- Born: February 3, 1930 Buffalo, New York
- Died: June 17, 2004 (aged 74) Belleville, Ontario, Canada
- Occupation: Artistic director
- Years active: 1964-1980
- Employer: Mariposa Folk Festival

= Estelle Klein =

Canadian art director

Estelle Klein (February 3, 1930 – June 17, 2004) was an advocate and supporter of folk music in Canada and held numerous influential positions with cultural and heritage organizations during her lengthy career.

==Life==
Klein was born in Buffalo, New York, and moved to Toronto, Canada, with her parents in 1933. She attended Camp Naivelt, a Jewish camp known for advocating socialist ideals, in Brampton, Ontario. The camp was known for supporting folk music culture and Klein would have gained exposure to musical styles and people who later figured in the folk revival in Canada. There Klein also met the man who would later become her husband. She married Jack in 1950.

During the early 1950s, Klein worked at Settlement House in Toronto.
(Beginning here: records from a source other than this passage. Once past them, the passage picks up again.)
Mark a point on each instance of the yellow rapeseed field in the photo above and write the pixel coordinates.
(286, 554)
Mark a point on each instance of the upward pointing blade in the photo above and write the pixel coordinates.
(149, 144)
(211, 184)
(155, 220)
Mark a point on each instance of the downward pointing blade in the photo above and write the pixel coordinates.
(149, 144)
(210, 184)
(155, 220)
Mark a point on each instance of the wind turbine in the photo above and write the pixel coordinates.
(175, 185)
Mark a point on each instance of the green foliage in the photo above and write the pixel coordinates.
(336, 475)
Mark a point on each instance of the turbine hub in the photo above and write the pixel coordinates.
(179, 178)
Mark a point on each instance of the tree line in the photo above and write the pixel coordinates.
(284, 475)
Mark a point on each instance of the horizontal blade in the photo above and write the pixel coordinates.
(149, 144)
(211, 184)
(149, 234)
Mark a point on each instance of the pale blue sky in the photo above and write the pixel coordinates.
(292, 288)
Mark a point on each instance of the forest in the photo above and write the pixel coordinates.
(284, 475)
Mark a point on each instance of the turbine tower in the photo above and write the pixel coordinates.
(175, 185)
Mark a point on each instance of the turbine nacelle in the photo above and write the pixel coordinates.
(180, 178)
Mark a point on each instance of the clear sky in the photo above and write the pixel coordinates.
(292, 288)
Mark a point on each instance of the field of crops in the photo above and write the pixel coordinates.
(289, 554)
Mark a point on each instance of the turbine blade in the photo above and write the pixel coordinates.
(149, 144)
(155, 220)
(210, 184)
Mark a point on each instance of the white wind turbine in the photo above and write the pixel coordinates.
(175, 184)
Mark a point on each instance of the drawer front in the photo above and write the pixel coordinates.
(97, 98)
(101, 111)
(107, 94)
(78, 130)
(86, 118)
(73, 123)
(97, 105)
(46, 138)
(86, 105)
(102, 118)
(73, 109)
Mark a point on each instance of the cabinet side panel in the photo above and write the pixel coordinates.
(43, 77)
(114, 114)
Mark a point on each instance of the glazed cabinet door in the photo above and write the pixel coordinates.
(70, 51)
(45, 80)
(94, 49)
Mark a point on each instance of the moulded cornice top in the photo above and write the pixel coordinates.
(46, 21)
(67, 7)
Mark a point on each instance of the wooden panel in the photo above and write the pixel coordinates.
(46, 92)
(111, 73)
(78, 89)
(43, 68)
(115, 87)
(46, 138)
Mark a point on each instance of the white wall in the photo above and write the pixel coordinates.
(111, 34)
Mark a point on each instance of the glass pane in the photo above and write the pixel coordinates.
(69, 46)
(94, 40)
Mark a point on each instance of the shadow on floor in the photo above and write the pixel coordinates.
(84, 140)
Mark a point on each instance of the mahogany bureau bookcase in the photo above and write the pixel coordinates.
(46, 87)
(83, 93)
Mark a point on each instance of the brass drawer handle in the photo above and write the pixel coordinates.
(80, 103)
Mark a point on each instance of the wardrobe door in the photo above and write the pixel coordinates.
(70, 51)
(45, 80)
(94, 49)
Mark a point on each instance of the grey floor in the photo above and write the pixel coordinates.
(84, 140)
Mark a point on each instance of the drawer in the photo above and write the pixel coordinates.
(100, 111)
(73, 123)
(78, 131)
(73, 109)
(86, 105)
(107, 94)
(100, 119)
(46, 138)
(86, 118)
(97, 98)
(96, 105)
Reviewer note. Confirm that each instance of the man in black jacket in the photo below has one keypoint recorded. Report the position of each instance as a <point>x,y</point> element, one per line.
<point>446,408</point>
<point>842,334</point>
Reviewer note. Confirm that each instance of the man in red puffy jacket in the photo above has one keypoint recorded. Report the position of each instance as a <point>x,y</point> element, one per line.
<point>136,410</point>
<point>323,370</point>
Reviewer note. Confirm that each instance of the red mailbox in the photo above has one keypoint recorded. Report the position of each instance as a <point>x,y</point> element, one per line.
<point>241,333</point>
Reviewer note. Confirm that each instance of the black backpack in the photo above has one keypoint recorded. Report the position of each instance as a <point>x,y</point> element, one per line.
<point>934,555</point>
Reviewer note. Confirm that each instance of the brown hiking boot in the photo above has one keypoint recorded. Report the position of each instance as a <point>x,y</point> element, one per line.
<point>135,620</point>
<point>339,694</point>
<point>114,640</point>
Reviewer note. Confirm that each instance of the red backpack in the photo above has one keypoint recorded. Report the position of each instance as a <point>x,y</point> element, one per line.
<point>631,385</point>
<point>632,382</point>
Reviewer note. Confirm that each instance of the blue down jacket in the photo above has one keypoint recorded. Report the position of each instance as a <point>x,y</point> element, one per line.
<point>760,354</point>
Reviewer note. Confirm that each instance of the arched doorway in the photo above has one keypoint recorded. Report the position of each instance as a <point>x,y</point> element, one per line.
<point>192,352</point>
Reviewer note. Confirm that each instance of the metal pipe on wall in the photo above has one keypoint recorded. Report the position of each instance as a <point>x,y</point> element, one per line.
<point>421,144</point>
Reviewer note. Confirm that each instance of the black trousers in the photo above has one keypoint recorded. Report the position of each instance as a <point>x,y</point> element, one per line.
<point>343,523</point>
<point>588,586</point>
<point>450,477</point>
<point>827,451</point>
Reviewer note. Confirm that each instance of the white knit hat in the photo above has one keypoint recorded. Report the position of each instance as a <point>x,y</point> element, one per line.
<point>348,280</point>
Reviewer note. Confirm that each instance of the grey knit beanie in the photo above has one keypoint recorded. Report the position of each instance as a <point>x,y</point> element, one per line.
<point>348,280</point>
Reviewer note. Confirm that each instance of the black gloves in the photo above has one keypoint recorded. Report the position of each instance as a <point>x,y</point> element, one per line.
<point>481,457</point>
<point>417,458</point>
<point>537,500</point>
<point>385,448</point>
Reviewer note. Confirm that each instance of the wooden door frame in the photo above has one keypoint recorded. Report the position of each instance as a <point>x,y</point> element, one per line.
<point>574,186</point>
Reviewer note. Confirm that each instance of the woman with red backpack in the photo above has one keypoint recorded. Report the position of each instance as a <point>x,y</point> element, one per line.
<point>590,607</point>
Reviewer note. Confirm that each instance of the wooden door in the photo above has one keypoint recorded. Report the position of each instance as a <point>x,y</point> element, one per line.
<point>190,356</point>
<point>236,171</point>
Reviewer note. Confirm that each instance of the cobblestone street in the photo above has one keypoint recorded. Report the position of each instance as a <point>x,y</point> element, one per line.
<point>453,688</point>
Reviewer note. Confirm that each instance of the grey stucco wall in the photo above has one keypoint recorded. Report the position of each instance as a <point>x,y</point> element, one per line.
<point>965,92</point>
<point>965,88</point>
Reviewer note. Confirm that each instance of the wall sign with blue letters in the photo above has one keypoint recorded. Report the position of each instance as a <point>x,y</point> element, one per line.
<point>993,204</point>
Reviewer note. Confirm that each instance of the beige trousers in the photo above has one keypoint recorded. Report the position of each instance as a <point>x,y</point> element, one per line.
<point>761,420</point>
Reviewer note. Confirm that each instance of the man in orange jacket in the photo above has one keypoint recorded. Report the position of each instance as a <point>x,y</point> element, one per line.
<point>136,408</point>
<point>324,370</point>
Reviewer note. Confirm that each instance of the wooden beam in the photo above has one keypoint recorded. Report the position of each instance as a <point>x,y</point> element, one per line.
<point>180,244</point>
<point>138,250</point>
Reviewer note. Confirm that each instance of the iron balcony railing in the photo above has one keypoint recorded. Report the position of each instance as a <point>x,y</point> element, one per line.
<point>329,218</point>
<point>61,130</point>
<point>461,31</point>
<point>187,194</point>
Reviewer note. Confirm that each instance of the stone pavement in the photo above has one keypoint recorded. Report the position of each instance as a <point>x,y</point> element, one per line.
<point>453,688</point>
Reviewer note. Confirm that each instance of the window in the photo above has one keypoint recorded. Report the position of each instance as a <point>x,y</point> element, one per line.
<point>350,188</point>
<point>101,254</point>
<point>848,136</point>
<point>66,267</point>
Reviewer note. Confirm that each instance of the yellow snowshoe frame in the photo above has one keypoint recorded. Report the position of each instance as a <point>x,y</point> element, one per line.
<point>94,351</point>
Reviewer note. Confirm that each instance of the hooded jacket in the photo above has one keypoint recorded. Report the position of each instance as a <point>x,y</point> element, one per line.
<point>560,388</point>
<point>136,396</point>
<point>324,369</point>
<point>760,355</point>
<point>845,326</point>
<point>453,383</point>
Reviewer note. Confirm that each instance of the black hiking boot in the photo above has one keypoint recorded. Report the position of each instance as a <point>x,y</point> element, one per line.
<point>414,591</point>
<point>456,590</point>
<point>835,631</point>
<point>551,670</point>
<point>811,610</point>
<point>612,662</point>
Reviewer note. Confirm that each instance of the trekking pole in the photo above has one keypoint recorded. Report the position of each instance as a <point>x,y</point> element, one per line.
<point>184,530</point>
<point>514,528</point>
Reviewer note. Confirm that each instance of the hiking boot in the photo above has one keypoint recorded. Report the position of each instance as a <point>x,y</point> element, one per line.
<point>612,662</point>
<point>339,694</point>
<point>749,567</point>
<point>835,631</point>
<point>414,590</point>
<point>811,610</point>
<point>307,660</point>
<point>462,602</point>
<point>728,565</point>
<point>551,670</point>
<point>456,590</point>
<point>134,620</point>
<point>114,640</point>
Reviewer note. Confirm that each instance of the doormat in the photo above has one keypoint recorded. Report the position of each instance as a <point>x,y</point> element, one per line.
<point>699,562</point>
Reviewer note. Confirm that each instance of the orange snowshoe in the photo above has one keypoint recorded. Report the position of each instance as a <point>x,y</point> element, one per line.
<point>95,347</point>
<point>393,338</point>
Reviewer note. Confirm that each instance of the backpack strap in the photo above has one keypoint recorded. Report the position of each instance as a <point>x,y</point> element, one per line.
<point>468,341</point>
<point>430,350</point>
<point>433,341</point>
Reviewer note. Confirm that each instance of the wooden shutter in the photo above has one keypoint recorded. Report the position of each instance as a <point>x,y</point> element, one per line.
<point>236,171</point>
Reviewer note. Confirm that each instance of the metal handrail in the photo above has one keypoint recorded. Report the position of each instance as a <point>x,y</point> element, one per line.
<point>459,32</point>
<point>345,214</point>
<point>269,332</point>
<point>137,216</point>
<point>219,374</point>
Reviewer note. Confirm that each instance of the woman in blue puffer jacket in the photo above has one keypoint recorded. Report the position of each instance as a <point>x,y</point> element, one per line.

She organized music for children as well as advocated for better employment conditions for local musicians. This early involvement with the labour movement provided an important influence for her later work in advocating for the folk music community in Canada.

Klein became the artistic director for the Mariposa Folk Festival from 1964, and remained in the position until 1980. She instituted a number of changes and she did not share the "purist" vision of folk music, as espoused by the previous artistic director of the Festival. She is also noted for shaping the Festival format, one that included more interaction with folk musicians through the development of workshops, as well as including aboriginal artists in the festival. This was a format that was replicated at many other folk festivals in Canada. The workshops were intended to bring together artists who might not normally perform together and often put them close to their audiences. This is a format that has been retained today. Her wider view of what constituted folk music influenced the artistic programming and saw the festival include American blues artists such as the Reverend Gary Davis, Inuit throat singing as well as Métis dancers. Klein formally incorporated indigenous content into the Festival in 1966 with an appearance by the Canadian Indian Dancers.

In recognition of her contributions to folk music in Canada, the Ontario Council of Folk Festivals established the Estelle Klein Award as their highest award, intended to honour those who have provided major contributions to folk music in Canada.